This is another one of those LONG overdue re-releases, and also being the first ever compiling the complete works of these Glasgowian beatsters.
All it took was an enthusiastic fan, which happens to be the younger soul mate Lenny Helsing of The Thanes, Alan Mair of The Beatstalkers himself, as well as the invaluable archive of his own mum.
Released on Alan’s own Ika label, the package happens to be of the highest quality, complete with the 24-page (!) booklet, as it’s being done by the likes of Sanctuary, which is where it should’ve been released on after all, if there’s any justice left in the world.
Anyway, even though it may lack the promotional campaign of the label such as the above, it’s good to have it around, proving that besides the full-on mod outlook, complete with the tartan hipsters, they really had more to offer, deserving a more significant place on the ‘60s beat map.
What they’re being remembered the most for, were the riots they were causing in their homeland, which were supposed to be near the Beatlemaniacal level, as well as the pair of fuzzy beat stompers (Ev’rybody’s Talkin ‘Bout My Baby and You’d Better Get A Better Hold On) defining the freakbeat genre.

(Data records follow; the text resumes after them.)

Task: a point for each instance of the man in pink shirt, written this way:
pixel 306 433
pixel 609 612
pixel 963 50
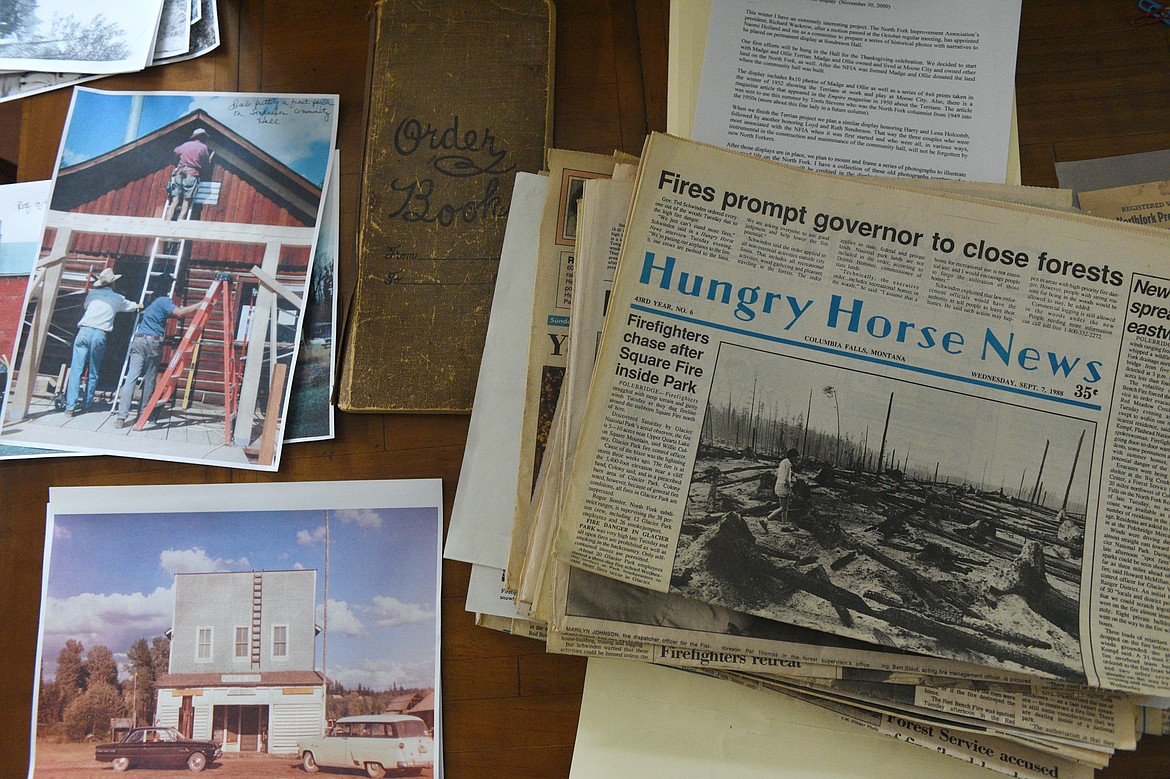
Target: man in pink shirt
pixel 194 159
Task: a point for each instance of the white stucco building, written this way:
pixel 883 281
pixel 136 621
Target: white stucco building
pixel 242 667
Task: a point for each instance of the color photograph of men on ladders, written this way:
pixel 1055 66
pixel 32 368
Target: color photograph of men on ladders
pixel 164 312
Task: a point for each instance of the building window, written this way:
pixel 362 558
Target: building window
pixel 280 641
pixel 204 645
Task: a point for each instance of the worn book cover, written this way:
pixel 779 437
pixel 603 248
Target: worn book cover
pixel 460 101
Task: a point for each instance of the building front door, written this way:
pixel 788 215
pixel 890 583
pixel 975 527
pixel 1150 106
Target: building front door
pixel 241 729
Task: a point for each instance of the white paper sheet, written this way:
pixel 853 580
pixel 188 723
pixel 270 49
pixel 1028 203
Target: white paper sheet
pixel 481 521
pixel 871 91
pixel 649 722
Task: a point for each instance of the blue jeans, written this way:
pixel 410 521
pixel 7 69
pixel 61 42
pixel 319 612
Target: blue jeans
pixel 145 352
pixel 89 345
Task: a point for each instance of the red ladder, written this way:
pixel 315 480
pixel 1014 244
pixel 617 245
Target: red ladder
pixel 220 291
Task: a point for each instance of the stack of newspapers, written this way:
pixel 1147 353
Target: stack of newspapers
pixel 894 450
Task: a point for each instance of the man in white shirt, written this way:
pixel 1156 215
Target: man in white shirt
pixel 102 304
pixel 784 481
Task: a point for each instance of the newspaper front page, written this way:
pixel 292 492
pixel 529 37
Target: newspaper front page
pixel 951 393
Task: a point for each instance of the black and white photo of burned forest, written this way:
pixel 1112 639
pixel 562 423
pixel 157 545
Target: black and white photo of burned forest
pixel 919 518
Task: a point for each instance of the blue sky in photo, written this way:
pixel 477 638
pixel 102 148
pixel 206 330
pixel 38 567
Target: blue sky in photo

Besides these, there was more of the Donnie Lennox’s soulful howl exploitation in a couple of blueyed soul numbers such as Mr. Disappointed (which the group itself, surprisingly, wasn’t particularly fond of), before they started to follow the “signs of the times” with the flower-powered vibes of Rain Coloured Roses.
Or the three Bowie-written tunes (they were sharing the same manager), of which the only one that really stands out is the quirky sounding Move-ment Silver Tree Top School For Boys, which was paired for a single release with the only self-written piece of popsike Sugar Chocolate Machine.
A special notice must be taken of their super-cool choice of the cover song for their last single release in 1969, The Action’s then-unreleased Rolled Gold-outtake Little Boy, which they deliver in a slightly slowed down, almost Vanilla-flavoured psychedelicate way.
As a bonus, besides all the single sides, there’s also a pair of raw-sounding bluesy ’63 demos, making it a full-circle from the beginning to the end of the decade.